For many ecommerce companies, breaking through the constant distraction and reaching an audience can be the greatest challenge.
Fortunately, for those with a keen understanding of social media marketing, opportunities to break through can be found. The Internet is full of highly-engaged and participatory niche communities that present a great opportunity to business leaders.
By identifying niches of already-organized potential brand advocates, and including them in the process of growing your brand in a way that’s transparent and authentic, you can develop a tight-knit and motivated community of fans that can help expand your message even further.

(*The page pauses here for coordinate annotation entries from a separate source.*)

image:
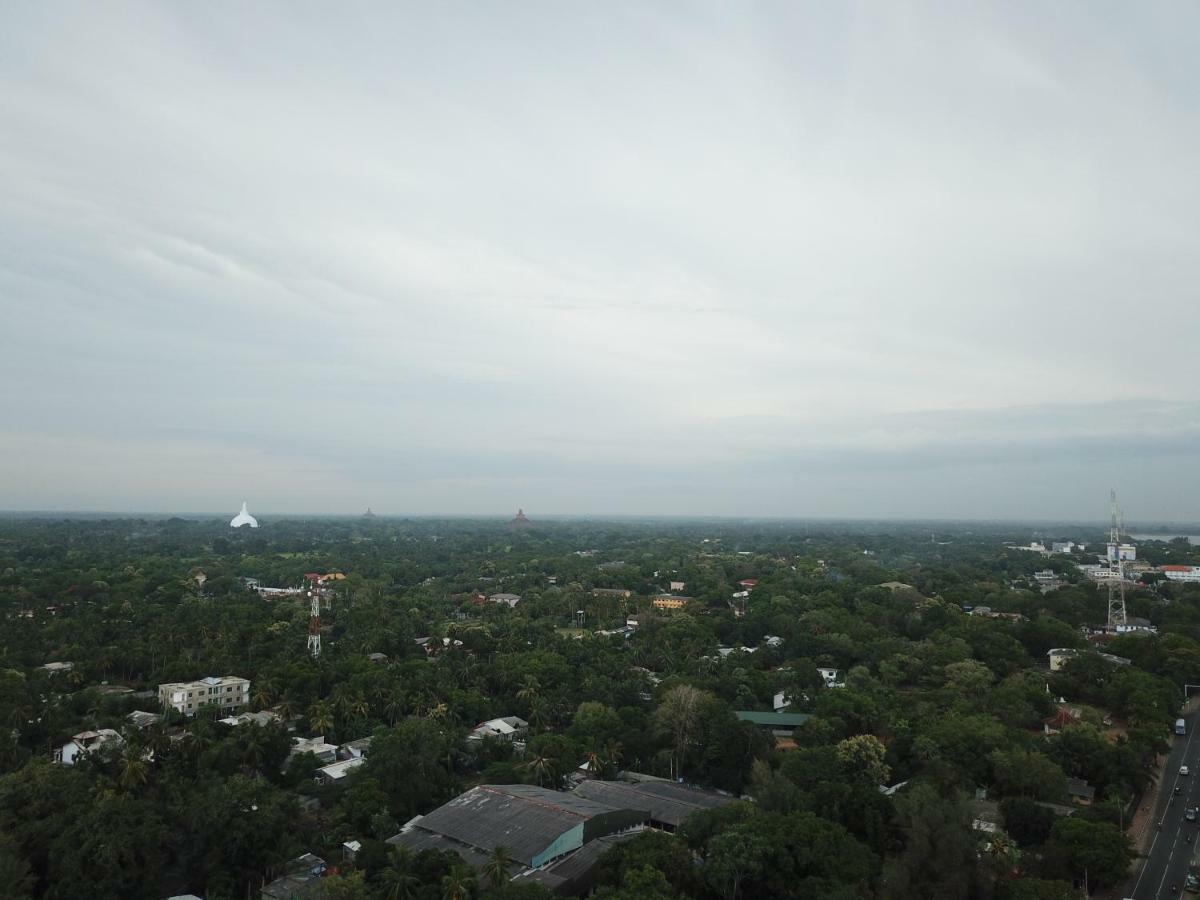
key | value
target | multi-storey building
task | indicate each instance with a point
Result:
(228, 693)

Alternatively, creating marketing content that provides unique value to your audience, instead of shamefully sells yourself, is another way to reach an audience effectively.
Staying Consistent: Growing And Changing Without Ever Really Changing
For any company to survive in the long-term, it needs to grow and adapt depending on market forces. This is often problematic in an era where millennial audiences find interest in brands and personalities that evoke authenticity and consistency more than anything else.
As your company makes changes — and even mistakes — over the months and years of its life, ensuring that your communication stays true to your brand’s personality and values is paramount.
After all, if consumers can’t trust you by your actions, why would they trust you with their hard-earned money?
By developing a rigorous, detailed code of company ethics and deeply documenting your brand’s personality, you can work to ensure that even in moments of crisis, consumers can still rely on your brand to behave in a way they respect.
Ultimately, ecommerce businesses face myriad potential threats as they work to reach an audience and achieve scale. Even this list is only scratching the surface of potential barriers that ecommerce leaders might face.
That’s why ecommerce is often as much of a risk as it is an opportunity.
But by understanding the fundamentals of strong business leadership as effectively as you understand the wants and needs of your target audience, you’ll be able to efficiently iterate your product offerings and business model until you finally make all the right moves.
Then one day you’ll achieve the success you’ve worked so hard to obtain.